The company, which will be demonstrating at the RSA Conference in San Francisco, was founded by Ali Golshan, CTO, and Fengmin Gong, chief architect. CEO Manoj Leelanivas has 21 years combined at Cisco and Juniper Networks, where he  most recently served as executive vice president of worldwide sales for advanced technologies. The company has received approximately $22.7 million in venture funding from sources that include Foundation Partners, Matrix Partners, and Trinity Ventures.

* Yet another cloud security start-up, Elastica, also launches with the goal of providing visibility into software-as-a-service (SaaS) applications, including Salesforce, Google Drive, Box and others, used by employees from anywhere, including mobile devices, so that the IT security managers can receive alerts or even block traffic that violates security policies.

San Jose-based Elastica was founded in 2012 by CEO Rehan Jalil, who says his firm now has about a dozen customers in beta with the Elastica security service. He says Elastica  competes most directly with two other cloud-security start-ups -- Netskope and Bitglass. Elastica has received $6.3 million from Mayfield Fund.

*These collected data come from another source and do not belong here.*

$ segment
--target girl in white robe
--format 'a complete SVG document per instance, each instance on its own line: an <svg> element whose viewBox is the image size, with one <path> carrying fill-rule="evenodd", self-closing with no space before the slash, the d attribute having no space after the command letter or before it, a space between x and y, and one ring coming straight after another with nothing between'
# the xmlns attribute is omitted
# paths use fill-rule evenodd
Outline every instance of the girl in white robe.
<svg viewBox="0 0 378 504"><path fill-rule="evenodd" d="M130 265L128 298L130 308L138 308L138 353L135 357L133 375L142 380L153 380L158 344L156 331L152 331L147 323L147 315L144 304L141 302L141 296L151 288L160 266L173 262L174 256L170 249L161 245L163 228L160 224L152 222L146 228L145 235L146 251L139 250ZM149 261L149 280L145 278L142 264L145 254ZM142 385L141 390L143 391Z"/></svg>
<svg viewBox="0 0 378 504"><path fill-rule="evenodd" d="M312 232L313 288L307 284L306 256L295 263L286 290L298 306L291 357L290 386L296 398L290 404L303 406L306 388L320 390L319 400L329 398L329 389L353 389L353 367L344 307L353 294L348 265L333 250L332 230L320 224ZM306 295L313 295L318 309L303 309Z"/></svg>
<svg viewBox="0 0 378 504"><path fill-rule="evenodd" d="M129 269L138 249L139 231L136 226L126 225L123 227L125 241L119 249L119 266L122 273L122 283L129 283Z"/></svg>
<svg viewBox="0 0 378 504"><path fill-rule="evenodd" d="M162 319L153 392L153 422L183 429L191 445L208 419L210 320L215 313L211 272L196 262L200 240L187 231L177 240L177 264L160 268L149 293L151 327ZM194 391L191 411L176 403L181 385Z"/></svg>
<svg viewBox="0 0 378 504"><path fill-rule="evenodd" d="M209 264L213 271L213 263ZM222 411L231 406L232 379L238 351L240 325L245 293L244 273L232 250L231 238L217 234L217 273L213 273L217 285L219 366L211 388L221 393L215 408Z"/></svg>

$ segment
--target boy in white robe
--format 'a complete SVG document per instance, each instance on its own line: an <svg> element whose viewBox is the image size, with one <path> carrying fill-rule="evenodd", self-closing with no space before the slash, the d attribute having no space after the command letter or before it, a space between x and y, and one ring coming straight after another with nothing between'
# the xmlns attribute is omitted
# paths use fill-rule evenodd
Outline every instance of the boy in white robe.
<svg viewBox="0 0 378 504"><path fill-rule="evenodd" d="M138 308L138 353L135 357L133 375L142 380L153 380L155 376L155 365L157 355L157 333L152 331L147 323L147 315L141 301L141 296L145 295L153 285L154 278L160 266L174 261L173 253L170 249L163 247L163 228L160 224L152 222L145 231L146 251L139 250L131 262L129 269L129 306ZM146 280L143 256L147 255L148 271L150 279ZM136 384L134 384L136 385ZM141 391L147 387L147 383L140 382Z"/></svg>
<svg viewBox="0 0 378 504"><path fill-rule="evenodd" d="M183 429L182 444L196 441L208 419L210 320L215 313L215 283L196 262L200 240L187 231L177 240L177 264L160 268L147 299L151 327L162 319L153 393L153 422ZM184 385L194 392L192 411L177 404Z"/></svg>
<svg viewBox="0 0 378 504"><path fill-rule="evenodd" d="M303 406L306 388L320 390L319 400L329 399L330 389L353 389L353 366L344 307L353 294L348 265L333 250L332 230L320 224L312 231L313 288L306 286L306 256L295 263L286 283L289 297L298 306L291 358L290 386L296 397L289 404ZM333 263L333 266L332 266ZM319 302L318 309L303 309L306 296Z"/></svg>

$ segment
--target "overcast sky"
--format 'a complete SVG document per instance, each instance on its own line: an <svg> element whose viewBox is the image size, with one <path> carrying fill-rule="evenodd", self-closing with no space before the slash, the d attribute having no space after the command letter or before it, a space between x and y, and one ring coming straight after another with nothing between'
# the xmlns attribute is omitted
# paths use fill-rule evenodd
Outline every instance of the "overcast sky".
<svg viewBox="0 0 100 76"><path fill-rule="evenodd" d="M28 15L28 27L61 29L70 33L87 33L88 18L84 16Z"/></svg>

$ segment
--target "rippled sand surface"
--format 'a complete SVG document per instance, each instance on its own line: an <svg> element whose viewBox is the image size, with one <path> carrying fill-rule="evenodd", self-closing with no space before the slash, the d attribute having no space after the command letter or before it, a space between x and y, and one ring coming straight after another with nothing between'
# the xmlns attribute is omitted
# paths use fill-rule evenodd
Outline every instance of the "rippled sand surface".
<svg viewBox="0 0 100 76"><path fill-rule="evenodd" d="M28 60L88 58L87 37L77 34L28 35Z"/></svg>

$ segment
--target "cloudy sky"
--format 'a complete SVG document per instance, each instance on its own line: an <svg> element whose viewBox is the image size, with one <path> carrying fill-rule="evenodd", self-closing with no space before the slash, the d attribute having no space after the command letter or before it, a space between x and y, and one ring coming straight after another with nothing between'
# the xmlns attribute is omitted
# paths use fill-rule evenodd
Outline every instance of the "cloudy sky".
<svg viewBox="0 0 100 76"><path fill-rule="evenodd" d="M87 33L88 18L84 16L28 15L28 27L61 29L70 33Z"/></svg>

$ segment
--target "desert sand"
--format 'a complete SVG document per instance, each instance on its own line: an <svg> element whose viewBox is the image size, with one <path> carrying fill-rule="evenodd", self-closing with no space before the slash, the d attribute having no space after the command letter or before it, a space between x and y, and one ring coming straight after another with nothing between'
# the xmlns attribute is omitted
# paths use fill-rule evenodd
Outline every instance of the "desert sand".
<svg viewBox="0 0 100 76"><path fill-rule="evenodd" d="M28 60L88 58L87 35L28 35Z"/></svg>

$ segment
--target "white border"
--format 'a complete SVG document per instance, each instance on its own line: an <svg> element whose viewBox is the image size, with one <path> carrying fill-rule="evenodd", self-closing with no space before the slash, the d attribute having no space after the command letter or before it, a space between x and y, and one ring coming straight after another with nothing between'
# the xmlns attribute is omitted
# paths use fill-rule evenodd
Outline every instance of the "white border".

* Finally, Forter, makes its debut this month, with the mission of preventing e-commerce fraud through its cloud-based payment-card protection service that in real-time evaluates customer transactions and card submissions to flag suspicious purchases made at websites. According to COO Liron Damri, who founded the Tel Aviv-based company with Michael Reitblat and Alon Shemesh, the fraud-detection service can begin to work after simply installing a single line of supporting code from Forter on the merchant website to be protected. Damri says Forter's approach is to automate the fraud-detection possibly so fully that the merchant doesn't have to get involved in manual reviews. The cost for using the Forter service is based on a small percentage of the transaction. Forter has not yet disclosed venture-capital funding.